Una situación muy diferente se da cuando el usuario puede llevar a cabo su actividad pretendida exclusivamente empleando la infraestructura. Es decir, o se sirve de esa infraestructura, o tiene que descartar desarrollar su actividad. Esta situación suele producirse en sectores de monopolio natural (cuando natural e inevitablemente, los costes de gestión de una infraestructura son menores con un único operador que con varios de ellos en competencia). Es el caso, por ejemplo, de la distribución de agua potable, en el que el coste principal lo constituyen las conducciones. En este caso, sería antieconómico introducir competencia, puesto que hacerlo implicaría duplicar las conducciones y, con ello, también el coste del servicio. En estos sectores, el papel de optimización de precios que jugaría la competencia lo tiene que introducir el regulador, es decir, la Administración Pública, quien establece en definitiva el Precio Fijado, PF. En este caso, contrariamente a lo que sucedía en el anterior, el usuario no tiene posibilidad de basar su valor subjetivo en relación a experiencia personal alguna, por lo que evalúa su valor subjetivo identificándolo con el coste subjetivo que implicaría renunciar completamente a desarrollar la actividad. Pero, ¿qué coste subjetivo tiene no tener agua potable corriente en tu casa? Sin duda, varias veces superior a cualquier tarifa de agua potable actualmente vigente, por alta que sea. Siendo entonces muy grande la desviación por arriba del valor subjetivo (valorado como coste subjetivo de no-servicio, como hemos visto) respecto al Precio Fijado, no cabría esperar -al menos en teoría- un cuestionamiento social de dicho precio. Pero la realidad es que ese cuestionamiento se da. Y en muchos contextos, y muy diferentes. Por ello, a mi modo de ver, este cuestionamiento tiene su origen en causas diferentes y ajenas, que pueden actuar aislada o conjuntamente, en función de cada lugar y de sus características socioeconómicas:

  1. La introducción en los Precios Fijados, PF, de importes correspondientes a otros costes de la Administración no directamente vinculados a las propias infraestructuras (vimos algunos ejemplos reales en el artículo II.a anterior, que llegaban a suponer más del 50% del precio total a pagar).
  2. El efecto incentivador del cuestionamiento derivado de la existencia de otras infraestructuras gratuitas
  3. La creciente demanda social de implantar la gratuidad de los servicios básicos (servicios con muy alto coste subjetivo de no-satisfacción).
  4. El alto potencial comunicacional que indudablemente tiene el cuestionamiento del precio, al servicio de intereses políticos, ideológicos, partidarios, o de oportunidad.
  5. La alta valoración social de las prestaciones de las nuevas tecnologías, muchas de ellas ofrecidas de forma gratuita o a muy bajo precio, que inducen a generalizar la percepción de que todos los servicios son de muy bajo coste.
  6. La confianza de los usuarios en que su Administración Pública, en su rol regulador, establezca eficazmente precios verdaderamente cercanos al Precio Justo, PJ.

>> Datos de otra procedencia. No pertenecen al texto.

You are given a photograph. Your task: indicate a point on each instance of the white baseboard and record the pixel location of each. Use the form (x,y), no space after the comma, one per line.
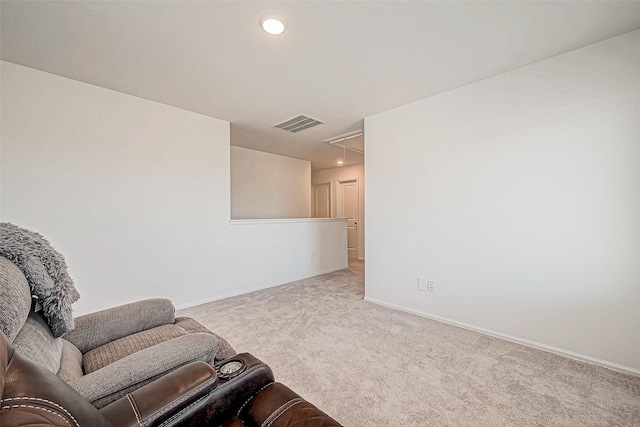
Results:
(248,291)
(555,350)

Como puede verse, salvo el primero de los puntos indicados (que ya analizamos en el capítulo anterior), el resto responden a las tipologías de motivos designadas anteriormente como emocionales o tecnológicos, por lo que volveremos sobre ellos más adelante, en los capítulos dedicados a dichas tipologías.

Cuestionamiento social por comparación con un indicador de referencia

En este caso son tres los indicadores que pueden tomarse como base para las comparaciones:

  1. El Precio Fijado en otros lugares (países, regiones, ciudades,…), PF, para el uso de infraestructuras de naturaleza análoga (precio de la energía eléctrica en España y Francia, o precio del agua en Galicia y Canarias, por ejemplo).
  2. El Precio Fijado, PF, vigente para el uso de una infraestructura de servicios públicos alternativa, pero de objetivos similares (transporte por ferrocarril y por carretera, por ejemplo).
  3. El coste privado alternativo que le supone al usuario no emplear la infraestructura de servicio público, sino sus propios medios físicos para obtener el mismo fin (caso del transporte de personas en coche privado respecto al público, por ejemplo).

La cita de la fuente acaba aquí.